L’avant-veille, pendant l’émission, depuis la clairière de Benoitevaux, Jean-Luc Kaluzko et ses amis  de l’association Connaissance de la Meuse nous avaient raconté comment ils parcourent sans fin les forêts qui recouvrent alentour le billard où roulaient les hommes mais aussi les camps en retrait où ils reprenaient des forces. Ils retrouvent , dans leurs abris, les peintures que faisaient les Allemands à leurs moment perdus: l’épouse, le Kaiser, le pays au loin. Et aussi les monuments à leurs morts que les Français victorieux ont démembrés furieusement. C’est seulement au bout de longues marches incertaines et silencieuses que ces témoignages se livrent sous les taillis. “Voila, marchons les gueux, bissac et ventre creux, marchons les gars…”   L’autre de nos émissions, toujours à Benoitevaux, réunissait des “gens du voyage”, qui se retrouvaient là pour un congrès. L’idée me vint de leur appliquer le mot par lequel se définissaient les poilus quand ils évoquaient leurs chaussures trouées: “Nous marchons sur la France.” L’expression leur plut: que font-ils d’autre, en effet? J’hésitais à leur parler de la Grande Guerre. Beaucoup de leurs familles venaient juste d’arriver dans notre pays, la loi de 1912 les avait peu auparavant traités de tous les noms de vagabonds et leur avait imposés le carnet anthropomètrique. “Mais non,m’assurèrent-ils, nous avons été enrôlés vite fait malgrè tous les reproches qu’on nous faisait.” Les historiens, me semble-t-il, ne parlent jamais des tsiganes sous l’uniforme bleu horizon.  Que s’est-il passé pour eux exactement? Je livre juste  cette histoire que me confia, tout à trac, Bébé, de Lure: “Mon grand’père porta son officier sur les épaules pendant huit heures; celui-ci lui avoua qu’il avait beaucoup d’or et d’argent dissimulé dans sa ceinture, eh bien, mon grand’père le sauva et ne le vola pas. Ces années-là, les sédentaires et les nomades partagèrent les mêmes gourbis dans la même gadouille.”  

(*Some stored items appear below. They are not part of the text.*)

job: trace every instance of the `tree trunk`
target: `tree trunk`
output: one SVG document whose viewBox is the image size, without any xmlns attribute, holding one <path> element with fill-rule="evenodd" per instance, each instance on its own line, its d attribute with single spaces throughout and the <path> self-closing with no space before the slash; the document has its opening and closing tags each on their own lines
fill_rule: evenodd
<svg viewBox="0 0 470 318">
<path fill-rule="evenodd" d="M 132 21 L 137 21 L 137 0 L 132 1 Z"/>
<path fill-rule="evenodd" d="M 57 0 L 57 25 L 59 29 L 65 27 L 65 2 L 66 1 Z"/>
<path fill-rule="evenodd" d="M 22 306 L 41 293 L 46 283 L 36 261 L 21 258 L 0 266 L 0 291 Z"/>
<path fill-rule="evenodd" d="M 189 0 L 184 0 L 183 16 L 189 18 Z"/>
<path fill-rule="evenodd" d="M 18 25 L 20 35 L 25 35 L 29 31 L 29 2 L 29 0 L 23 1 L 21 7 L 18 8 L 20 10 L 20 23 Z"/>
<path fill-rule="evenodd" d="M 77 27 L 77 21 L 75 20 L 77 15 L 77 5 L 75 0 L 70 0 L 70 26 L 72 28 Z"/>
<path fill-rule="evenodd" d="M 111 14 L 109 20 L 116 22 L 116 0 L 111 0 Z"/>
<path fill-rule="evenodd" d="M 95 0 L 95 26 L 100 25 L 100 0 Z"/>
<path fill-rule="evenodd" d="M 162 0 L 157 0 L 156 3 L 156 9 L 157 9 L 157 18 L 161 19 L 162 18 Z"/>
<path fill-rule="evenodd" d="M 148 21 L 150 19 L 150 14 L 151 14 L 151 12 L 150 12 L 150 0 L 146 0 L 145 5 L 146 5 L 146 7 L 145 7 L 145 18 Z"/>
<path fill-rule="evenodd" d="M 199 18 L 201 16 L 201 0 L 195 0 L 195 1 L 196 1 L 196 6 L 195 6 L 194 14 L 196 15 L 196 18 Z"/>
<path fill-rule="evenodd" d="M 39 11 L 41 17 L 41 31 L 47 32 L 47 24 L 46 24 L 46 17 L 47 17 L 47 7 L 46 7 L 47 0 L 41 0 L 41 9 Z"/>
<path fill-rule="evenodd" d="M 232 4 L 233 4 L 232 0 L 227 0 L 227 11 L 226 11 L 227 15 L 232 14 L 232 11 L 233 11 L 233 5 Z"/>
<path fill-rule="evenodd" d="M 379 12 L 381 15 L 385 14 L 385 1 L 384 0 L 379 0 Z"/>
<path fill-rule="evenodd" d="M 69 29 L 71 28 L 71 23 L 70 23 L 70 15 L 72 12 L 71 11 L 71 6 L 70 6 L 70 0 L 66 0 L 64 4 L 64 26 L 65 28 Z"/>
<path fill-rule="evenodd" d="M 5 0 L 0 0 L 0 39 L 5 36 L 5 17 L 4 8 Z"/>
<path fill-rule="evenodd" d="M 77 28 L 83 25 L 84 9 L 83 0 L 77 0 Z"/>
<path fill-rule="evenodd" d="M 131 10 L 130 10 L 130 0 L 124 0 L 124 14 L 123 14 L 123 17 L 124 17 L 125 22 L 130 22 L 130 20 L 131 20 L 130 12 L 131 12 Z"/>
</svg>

Simplement, les gens du voyage n’auraient pas eu l’idée, dans les années 20, de construire des monuments : à la Victoire avec, au sommet, un chevalier de croisade; au Droit avec, au pied, un ossuaire de Douaumont. Et, dans les années 00, de dessiner des circuits touristiques à sensations fortes. Ils n’ont jamais déposé d’obus de cuivre sur leurs cheminées car ils n’en ont pas ni même d’obus de chocolat sur leurs tables car, vraiment, Braquier vend trop cher. Et, quand meurent leurs parents, ils dispersent ou brûlent la plupart de leurs biens. Ce qui ne signifie pas que les morts, chez eux, n’habitent plus les vivants. Ils les habitent autrement. Comme des voix dans les têtes mais que les têtes ne s’avisent pas de faire parler.